The C pointer method is quite powerful in that the `c_loc` function can produce C pointers from all kinds of Fortran pointers and arrays with the `target` attribute. However with C pointers the size and data type information are decoupled from the pointer, leaving it to the programmer to make sure this information is paired with the pointer in any function calls.

### Memory safety issues with Fortran pointers

Fortran pointers are safer in that the size and data type of the allocation is encoded into the pointer as well as information on wether or not it is associated (pointing at a memory allocation). This provides opportunities for additional consistency checks when working with memory. As with C pointers, Fortran pointers are still vulnerable to memory leaks. 

## Use modern Fortran features for additional memory safety

The introduction of the Fortran 90 standard brought with it some object oriented features such as `derived types`, which are like C `structs` and have many object-oriented features seen in C++ classes, such type-bound procedures (subroutines that operate on internal data) and a `final` subroutine (destructor) that is called when an instance of the derived type goes out of scope.

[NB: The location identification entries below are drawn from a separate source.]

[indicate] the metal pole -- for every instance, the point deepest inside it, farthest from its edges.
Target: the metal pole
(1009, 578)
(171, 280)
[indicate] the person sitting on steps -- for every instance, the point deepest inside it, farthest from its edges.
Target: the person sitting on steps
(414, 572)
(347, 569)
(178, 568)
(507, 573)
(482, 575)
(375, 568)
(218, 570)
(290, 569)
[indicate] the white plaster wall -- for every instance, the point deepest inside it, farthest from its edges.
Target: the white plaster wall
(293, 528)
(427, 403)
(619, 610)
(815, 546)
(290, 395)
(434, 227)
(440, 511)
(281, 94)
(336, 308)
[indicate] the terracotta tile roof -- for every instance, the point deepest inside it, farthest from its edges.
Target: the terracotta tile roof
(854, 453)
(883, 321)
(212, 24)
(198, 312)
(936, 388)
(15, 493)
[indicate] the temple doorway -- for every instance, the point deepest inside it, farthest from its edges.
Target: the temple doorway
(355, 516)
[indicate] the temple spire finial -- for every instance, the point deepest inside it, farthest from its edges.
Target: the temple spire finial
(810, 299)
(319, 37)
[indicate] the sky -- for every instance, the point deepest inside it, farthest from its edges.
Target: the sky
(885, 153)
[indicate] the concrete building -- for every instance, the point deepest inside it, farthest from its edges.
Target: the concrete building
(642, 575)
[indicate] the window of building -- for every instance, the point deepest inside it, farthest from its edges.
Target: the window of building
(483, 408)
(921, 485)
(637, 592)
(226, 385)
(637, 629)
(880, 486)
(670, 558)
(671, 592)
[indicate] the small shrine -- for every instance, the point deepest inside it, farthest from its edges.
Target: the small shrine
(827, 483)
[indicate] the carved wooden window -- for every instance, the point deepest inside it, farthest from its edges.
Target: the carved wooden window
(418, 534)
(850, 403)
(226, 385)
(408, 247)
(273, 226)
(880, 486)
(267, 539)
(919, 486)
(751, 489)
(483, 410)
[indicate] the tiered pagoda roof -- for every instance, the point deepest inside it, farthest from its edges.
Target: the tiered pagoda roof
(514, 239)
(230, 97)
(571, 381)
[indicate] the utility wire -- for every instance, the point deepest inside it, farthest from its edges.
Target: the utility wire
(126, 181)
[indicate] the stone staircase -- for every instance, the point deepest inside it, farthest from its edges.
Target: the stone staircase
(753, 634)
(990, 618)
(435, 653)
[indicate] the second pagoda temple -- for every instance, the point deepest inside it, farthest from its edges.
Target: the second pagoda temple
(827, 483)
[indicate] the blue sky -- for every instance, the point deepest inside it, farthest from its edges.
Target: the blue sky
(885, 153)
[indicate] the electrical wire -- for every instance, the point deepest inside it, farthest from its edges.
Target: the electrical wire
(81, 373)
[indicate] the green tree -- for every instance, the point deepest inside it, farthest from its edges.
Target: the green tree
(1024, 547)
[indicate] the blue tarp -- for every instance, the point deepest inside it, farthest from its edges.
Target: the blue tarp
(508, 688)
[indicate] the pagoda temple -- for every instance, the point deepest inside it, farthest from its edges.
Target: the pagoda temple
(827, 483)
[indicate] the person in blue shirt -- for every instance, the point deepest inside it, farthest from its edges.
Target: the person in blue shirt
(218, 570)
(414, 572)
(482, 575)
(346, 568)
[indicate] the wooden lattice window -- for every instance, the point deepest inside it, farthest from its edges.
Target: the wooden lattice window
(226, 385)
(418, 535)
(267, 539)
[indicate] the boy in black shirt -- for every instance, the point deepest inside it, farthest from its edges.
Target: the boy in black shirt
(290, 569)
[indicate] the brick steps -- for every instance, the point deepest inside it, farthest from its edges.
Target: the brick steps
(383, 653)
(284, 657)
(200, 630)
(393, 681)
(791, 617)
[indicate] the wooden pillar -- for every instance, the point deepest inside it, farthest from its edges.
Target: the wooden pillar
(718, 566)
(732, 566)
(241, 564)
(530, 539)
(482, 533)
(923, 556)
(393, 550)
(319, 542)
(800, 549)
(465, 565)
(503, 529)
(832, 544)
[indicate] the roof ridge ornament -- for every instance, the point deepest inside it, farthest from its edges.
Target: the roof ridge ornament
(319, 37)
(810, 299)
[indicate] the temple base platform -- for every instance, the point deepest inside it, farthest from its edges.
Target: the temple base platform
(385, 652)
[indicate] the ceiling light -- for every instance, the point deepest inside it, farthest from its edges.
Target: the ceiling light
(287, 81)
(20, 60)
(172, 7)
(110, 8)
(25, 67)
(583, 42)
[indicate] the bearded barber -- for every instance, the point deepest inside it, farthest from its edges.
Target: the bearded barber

Types also can have `generic procedures` which are mappings so that one function name can map to many different functions, depending on the input data type. We can use derived types to build **additional safety** into working with memory allocations on a compute device. 

### Fortran types (classes)

In the file [tensor_hip.f90](tensor_hip.f90) is a `tensor` type whose memory allocation is on the compute device. It contains just three fields, a flag `allocd` to keep track of wether or not the memory is allocated, a C pointer named `mem` to contain the allocation, and an integer `nbytes` of kind `c_size_t` to keep track of the number of bytes allocated.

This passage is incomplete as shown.